My mom posted on her Facebook that she can’t believe I’m living next door. I’m feeling the same thing, but for a different reason.  I think due to the excessive chaos in my house I haven’t quite had a moment to sit down and think about everything that’s about to happen either. I mean it’s been a year. I learned about these babies when they were 6, 9, & 12. When we get them they’ll be 7, 10 and 13. An entire year has passed (don’t get me started on that load of crap) and I finally get to meet them and all I’m concerned about is if they’ll be happy with us.

I guess that’s what matters isn’t it? Really, if we think about moving these kids, it isn’t just if we feel the match is right for us, but if it feels right to them.  What’s really weird in all of this is they don’t know about us until tomorrow’ish.
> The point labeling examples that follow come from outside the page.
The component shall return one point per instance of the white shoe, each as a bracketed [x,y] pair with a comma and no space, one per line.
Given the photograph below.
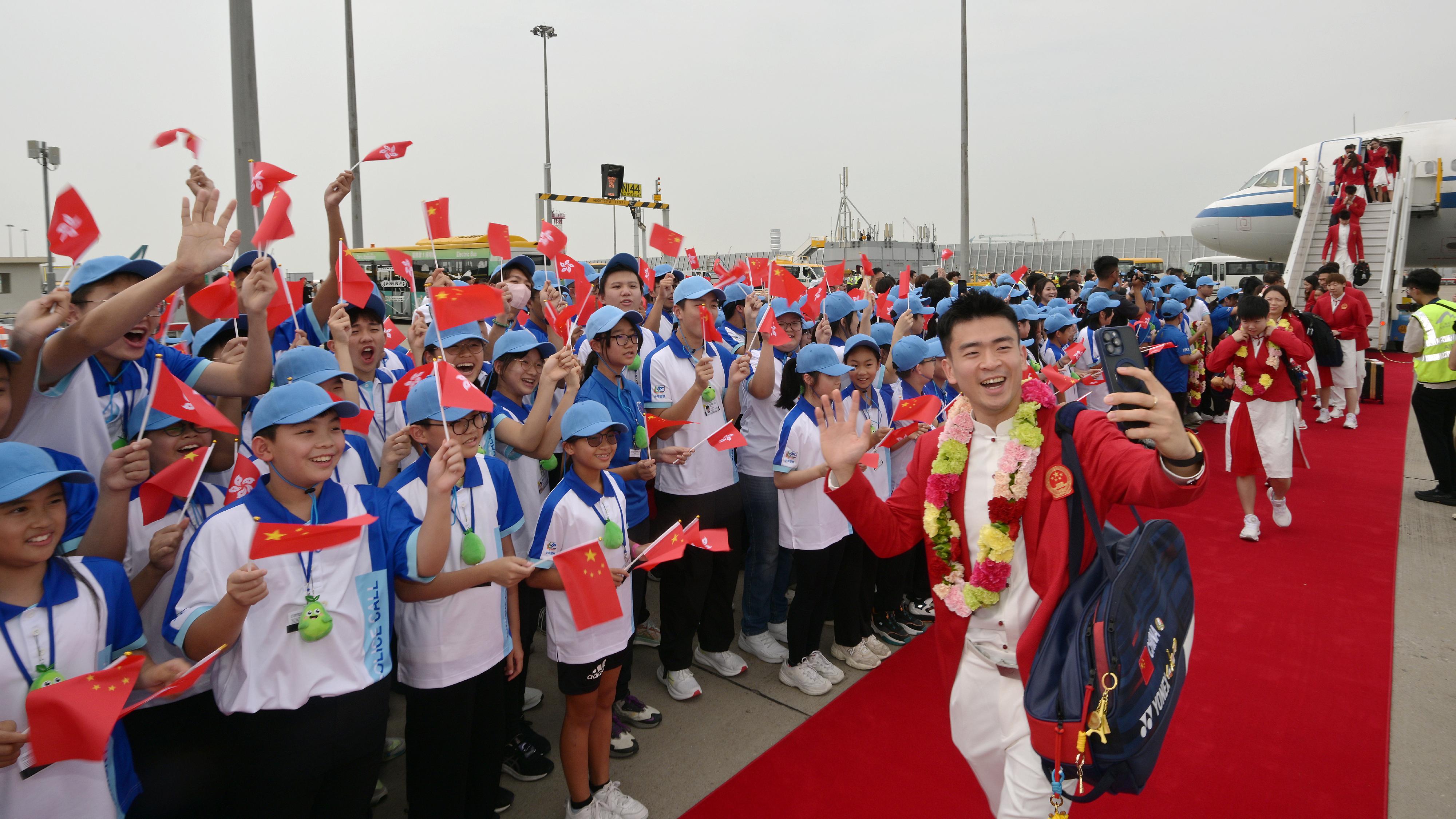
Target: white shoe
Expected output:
[825,668]
[1282,517]
[723,664]
[804,678]
[860,656]
[874,645]
[1251,528]
[764,646]
[620,803]
[681,684]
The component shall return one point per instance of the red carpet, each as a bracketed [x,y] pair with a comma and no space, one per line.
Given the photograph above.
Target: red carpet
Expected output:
[1288,704]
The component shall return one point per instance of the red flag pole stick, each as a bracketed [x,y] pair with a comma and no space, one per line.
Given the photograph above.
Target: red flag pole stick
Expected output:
[152,395]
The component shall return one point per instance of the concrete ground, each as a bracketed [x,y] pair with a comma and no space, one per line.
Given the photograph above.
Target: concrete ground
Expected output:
[697,748]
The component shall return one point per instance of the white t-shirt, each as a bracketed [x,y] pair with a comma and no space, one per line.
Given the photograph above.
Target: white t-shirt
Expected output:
[435,650]
[94,626]
[762,422]
[669,375]
[272,666]
[809,521]
[206,502]
[577,515]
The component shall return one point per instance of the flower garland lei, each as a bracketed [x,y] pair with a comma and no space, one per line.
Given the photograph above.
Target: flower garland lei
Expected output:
[1241,379]
[997,540]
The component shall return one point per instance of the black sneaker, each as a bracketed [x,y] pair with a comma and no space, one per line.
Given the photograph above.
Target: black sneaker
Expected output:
[525,763]
[889,630]
[908,621]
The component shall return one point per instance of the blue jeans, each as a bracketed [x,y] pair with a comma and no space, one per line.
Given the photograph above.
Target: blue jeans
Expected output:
[765,572]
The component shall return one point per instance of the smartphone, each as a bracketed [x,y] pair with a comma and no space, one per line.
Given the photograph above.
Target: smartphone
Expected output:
[1119,347]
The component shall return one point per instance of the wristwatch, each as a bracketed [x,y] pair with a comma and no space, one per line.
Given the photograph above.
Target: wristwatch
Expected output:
[1195,461]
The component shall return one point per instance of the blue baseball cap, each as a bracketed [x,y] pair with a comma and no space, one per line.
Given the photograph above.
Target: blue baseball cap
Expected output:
[314,365]
[820,359]
[839,305]
[1101,302]
[608,318]
[106,267]
[522,263]
[587,419]
[298,403]
[522,341]
[245,263]
[423,404]
[909,352]
[695,288]
[1059,321]
[861,340]
[25,468]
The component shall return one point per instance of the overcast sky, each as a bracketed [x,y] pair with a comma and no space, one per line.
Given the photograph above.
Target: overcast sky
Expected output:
[1100,120]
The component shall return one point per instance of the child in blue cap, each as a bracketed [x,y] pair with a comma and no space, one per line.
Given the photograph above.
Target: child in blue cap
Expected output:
[62,617]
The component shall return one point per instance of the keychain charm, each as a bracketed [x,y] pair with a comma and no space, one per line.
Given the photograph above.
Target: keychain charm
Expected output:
[317,623]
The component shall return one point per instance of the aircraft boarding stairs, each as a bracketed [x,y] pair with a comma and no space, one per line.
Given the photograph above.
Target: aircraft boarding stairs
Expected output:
[1384,228]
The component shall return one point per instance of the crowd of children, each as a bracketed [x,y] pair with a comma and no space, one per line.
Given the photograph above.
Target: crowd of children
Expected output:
[459,515]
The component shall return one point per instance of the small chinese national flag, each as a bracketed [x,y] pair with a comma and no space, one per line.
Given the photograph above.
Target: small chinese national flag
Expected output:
[181,401]
[74,229]
[710,327]
[388,151]
[178,480]
[458,391]
[272,540]
[168,138]
[276,223]
[589,585]
[455,306]
[74,719]
[438,218]
[666,240]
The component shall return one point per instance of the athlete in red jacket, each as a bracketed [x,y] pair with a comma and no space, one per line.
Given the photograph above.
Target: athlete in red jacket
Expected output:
[986,656]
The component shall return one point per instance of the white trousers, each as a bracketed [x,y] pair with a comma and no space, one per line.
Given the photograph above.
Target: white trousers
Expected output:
[989,728]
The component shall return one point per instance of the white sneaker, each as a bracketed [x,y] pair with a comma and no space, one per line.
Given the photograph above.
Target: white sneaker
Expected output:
[880,649]
[804,678]
[723,664]
[681,684]
[1251,528]
[620,803]
[1282,517]
[860,656]
[764,646]
[826,669]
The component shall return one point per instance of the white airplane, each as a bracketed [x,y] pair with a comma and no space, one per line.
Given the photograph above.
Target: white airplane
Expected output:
[1259,221]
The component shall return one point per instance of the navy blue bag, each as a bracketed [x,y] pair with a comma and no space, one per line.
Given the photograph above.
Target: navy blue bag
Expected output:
[1120,632]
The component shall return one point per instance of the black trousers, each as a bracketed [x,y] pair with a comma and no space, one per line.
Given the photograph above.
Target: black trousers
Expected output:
[320,761]
[698,589]
[456,738]
[1436,415]
[175,749]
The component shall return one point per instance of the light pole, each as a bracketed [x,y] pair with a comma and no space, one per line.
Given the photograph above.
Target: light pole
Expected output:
[356,193]
[50,159]
[545,33]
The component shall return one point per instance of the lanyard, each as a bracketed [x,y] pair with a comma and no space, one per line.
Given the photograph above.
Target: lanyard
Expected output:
[20,664]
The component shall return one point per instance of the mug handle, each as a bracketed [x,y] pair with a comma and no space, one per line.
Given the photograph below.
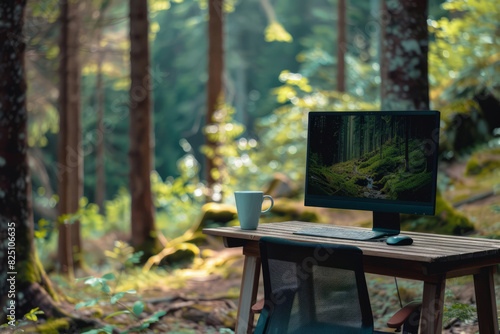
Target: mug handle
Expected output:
[272,203]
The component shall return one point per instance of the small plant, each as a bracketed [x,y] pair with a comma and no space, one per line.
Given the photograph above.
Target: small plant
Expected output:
[125,257]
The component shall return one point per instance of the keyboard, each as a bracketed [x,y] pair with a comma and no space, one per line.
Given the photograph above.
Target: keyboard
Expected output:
[340,233]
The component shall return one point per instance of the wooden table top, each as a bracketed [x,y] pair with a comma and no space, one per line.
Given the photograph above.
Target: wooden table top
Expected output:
[426,248]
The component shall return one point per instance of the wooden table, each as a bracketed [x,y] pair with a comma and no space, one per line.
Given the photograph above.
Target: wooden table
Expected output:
[432,259]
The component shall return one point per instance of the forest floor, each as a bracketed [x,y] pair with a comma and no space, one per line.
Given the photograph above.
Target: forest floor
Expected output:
[203,298]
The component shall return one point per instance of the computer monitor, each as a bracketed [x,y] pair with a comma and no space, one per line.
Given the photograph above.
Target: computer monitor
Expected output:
[381,161]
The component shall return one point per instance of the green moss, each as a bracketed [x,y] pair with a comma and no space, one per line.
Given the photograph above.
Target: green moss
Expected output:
[473,167]
[52,326]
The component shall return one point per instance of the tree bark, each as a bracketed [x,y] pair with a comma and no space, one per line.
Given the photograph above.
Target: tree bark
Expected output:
[215,89]
[70,156]
[404,49]
[141,145]
[32,287]
[341,46]
[100,191]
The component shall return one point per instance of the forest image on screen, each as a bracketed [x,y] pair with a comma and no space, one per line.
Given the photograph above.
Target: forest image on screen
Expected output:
[388,157]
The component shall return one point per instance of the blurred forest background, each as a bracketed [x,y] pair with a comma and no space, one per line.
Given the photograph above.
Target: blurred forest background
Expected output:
[281,60]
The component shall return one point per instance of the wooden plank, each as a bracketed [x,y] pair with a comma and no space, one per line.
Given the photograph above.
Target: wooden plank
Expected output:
[432,258]
[486,301]
[426,247]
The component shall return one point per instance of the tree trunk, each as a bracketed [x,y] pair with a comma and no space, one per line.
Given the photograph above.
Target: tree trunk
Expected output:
[19,260]
[70,156]
[215,91]
[100,191]
[141,145]
[341,46]
[404,65]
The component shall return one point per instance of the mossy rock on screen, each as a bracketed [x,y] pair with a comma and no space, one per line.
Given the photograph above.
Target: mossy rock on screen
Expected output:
[447,220]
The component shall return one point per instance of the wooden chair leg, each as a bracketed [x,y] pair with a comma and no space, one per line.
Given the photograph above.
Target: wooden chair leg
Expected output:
[431,319]
[248,294]
[486,302]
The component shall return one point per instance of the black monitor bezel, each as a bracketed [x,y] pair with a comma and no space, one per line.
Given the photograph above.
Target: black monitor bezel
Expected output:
[379,205]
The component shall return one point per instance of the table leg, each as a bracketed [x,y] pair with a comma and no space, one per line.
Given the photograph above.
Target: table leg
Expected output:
[248,294]
[484,287]
[431,319]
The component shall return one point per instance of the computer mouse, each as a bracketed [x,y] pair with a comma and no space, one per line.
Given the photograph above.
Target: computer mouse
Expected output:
[399,240]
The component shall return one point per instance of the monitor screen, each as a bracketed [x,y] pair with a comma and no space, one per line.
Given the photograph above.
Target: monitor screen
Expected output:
[383,161]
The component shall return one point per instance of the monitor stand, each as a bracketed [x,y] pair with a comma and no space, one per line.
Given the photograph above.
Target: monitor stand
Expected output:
[387,223]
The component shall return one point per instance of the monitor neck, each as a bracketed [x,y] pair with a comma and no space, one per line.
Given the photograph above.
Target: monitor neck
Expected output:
[387,222]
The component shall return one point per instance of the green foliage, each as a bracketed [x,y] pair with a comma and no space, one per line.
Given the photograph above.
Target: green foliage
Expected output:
[114,298]
[464,56]
[483,162]
[28,317]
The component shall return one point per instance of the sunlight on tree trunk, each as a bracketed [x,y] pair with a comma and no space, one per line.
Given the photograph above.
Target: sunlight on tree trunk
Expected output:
[141,146]
[215,95]
[32,287]
[70,155]
[404,48]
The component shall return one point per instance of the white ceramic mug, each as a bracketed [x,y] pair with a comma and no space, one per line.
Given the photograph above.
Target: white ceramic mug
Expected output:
[249,207]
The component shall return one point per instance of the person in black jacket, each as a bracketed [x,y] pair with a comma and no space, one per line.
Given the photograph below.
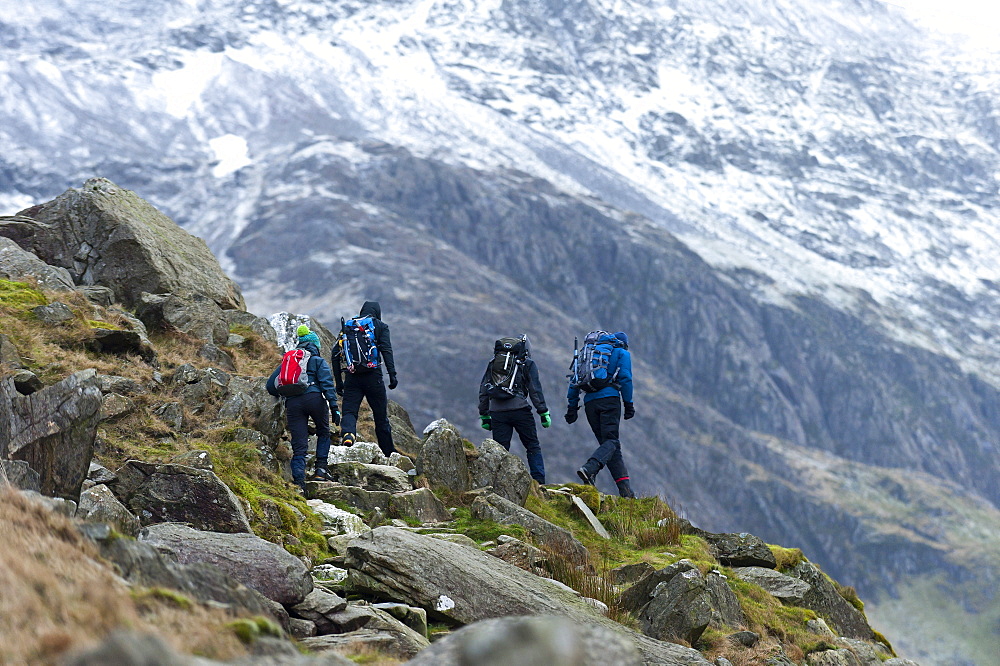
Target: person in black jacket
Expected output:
[503,415]
[367,384]
[319,401]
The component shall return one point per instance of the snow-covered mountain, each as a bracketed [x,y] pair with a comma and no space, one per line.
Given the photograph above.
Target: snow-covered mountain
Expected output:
[790,205]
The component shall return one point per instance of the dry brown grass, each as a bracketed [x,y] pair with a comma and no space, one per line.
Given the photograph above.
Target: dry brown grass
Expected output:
[58,595]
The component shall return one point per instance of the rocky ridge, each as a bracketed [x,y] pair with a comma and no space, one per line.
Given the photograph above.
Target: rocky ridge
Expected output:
[441,555]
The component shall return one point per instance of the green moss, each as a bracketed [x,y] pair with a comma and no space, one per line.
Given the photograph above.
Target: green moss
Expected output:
[19,297]
[146,594]
[484,530]
[787,558]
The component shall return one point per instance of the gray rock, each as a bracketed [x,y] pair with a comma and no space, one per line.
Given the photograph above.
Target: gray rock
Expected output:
[786,588]
[99,505]
[27,382]
[104,235]
[53,430]
[465,585]
[19,265]
[505,472]
[741,550]
[822,597]
[681,608]
[442,459]
[317,607]
[53,314]
[370,477]
[726,610]
[177,493]
[256,563]
[640,594]
[493,507]
[20,475]
[832,658]
[421,504]
[531,641]
[363,500]
[9,356]
[630,573]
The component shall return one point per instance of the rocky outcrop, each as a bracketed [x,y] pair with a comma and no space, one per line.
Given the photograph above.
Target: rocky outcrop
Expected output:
[490,506]
[442,458]
[177,493]
[531,641]
[105,235]
[496,467]
[52,430]
[256,563]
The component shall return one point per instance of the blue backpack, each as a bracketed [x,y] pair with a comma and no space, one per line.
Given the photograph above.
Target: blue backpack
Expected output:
[357,339]
[590,367]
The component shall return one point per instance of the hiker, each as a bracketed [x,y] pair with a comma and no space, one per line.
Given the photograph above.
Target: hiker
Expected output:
[304,380]
[511,378]
[604,373]
[361,351]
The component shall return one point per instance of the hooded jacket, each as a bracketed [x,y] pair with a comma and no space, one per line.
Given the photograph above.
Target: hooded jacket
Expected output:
[320,379]
[382,343]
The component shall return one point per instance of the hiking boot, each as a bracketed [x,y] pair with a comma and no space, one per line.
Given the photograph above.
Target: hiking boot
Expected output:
[625,489]
[321,474]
Seriously, throughout all of this, their SW decided she didn’t want to bring us into the equation until it was final. Really. After a year of messing around and buzzing through her red tape she is waiting for us to be final with it? Sheesh.

I’m not sleeping well, even with my new king bed, I’m still not getting the sleep that I should. Last night I was up from midnight to 5 am going through my mind the list I still have to complete. I have curtains to sew for 5 windows, and I have a few odds and ends I have to purchase to finish them up (especially considering how bright the moon has been). Then I have to also find dressers for them and get their rooms set up. When you build a big ass house and slap new kids in it, it’s a bit daunting to have to get all the crap loaded into the rooms too. Oh, and I get to buy a birthday present for a young-at-heart soon-to-be 13 y/o daughter of mine.

Oh shit, I’m going to have 2 teenage girls in my house within a few weeks with 2 more up and coming. There is not near enough showers to accommodate that (we have 3).

Must.step.away.from.computer. Too much to do at all times.